Reading this made me mildly thankful for the bubble-headed dachshund who lives at our house because I know she would drag the polyester lamb's wool out of the Orthopedic Pet Bed and eat it and then sleep on the bare, bumpy top of her carrying case. And $49 (for the medium size) would go down the tubes, which would serve us right.

Then there is the portable barbecue that "gives a delicious smoky flavor to barbecued foods--without messy charcoal." Seems that although this unit looks like a charcoal barbecue, there are really adjustable electric heating elements underneath the fake lava stones that virtually guarantee against burning the meat. So what we have here is a risk-free barbecue.

No more getting charcoal on your hands or shirt, enjoying the flavor of starter fluid in your meat, singeing the hair on your arms when you try to beef up the blaze by shooting on a little extra fluid, putting out fires as the grease drips on the charcoal, or the decision of whether to let the coals burn out or save them for another day. And no longer the delicious contest to deliver meat that is the right shade of pink in the center without being burned to a crisp on the outside. Automated dullsville, just to get a piece of meat that is technologically correct.
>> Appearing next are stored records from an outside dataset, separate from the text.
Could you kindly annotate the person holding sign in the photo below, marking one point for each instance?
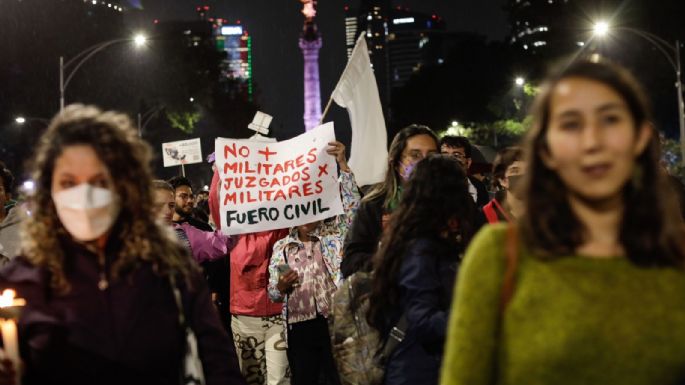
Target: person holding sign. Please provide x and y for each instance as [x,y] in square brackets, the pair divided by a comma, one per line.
[99,274]
[304,273]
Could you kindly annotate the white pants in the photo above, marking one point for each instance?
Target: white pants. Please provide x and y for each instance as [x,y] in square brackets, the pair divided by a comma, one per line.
[261,347]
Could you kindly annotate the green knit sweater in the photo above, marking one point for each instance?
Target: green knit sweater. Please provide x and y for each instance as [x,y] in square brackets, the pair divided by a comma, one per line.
[573,320]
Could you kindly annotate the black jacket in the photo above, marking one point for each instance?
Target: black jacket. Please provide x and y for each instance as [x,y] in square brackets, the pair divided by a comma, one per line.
[426,281]
[365,233]
[128,333]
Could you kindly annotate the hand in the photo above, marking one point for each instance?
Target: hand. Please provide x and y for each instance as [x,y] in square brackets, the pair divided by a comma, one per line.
[8,373]
[287,281]
[337,150]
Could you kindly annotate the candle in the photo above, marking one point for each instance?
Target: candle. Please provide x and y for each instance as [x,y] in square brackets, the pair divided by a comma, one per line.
[8,327]
[10,341]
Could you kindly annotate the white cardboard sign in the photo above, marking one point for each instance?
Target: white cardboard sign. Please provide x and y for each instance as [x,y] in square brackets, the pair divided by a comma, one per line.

We also have the Call Waiting system, which Pacific Bell pitched to me in a letter the other day. The letter starts out: "Imagine someone is trying to reach you but your phone is busy. You won't know they called--and they might not call back."

They've caught my attention. Sounds like a great plan so far to me. But not to Pac Bell. They point out that the disenchanted caller may be "your daughter phoning from school or your parents from out of state or a friend with good news." On the questionable premise that you would never want to miss such calls, Pac Bell sinks the hook to pitch a service you can add to your phone that will go "beep" when there is a call waiting. If you're bored with the conversation you're in, you can put that caller on hold and check out the "beep." Or, says Pac Bell, "you can go back and forth between callers as often as you wish."

You can program this chaos into your life for only $3.50 a month.

I know that a lot of people who get off on technology--the same ones who accused me of resisting the electric typewriter, which isn't true--are going to agree with me that I have probably lived too long--and that's OK. I have no objection to their cooking risk-free meat, bedding their dogs down in lamb's wool or alienating phone callers who are put on hold. But I do fervently hope that their kids don't have an electric pencil sharpener rat-holed in their desks at school. If that ever happens, there's no turning back.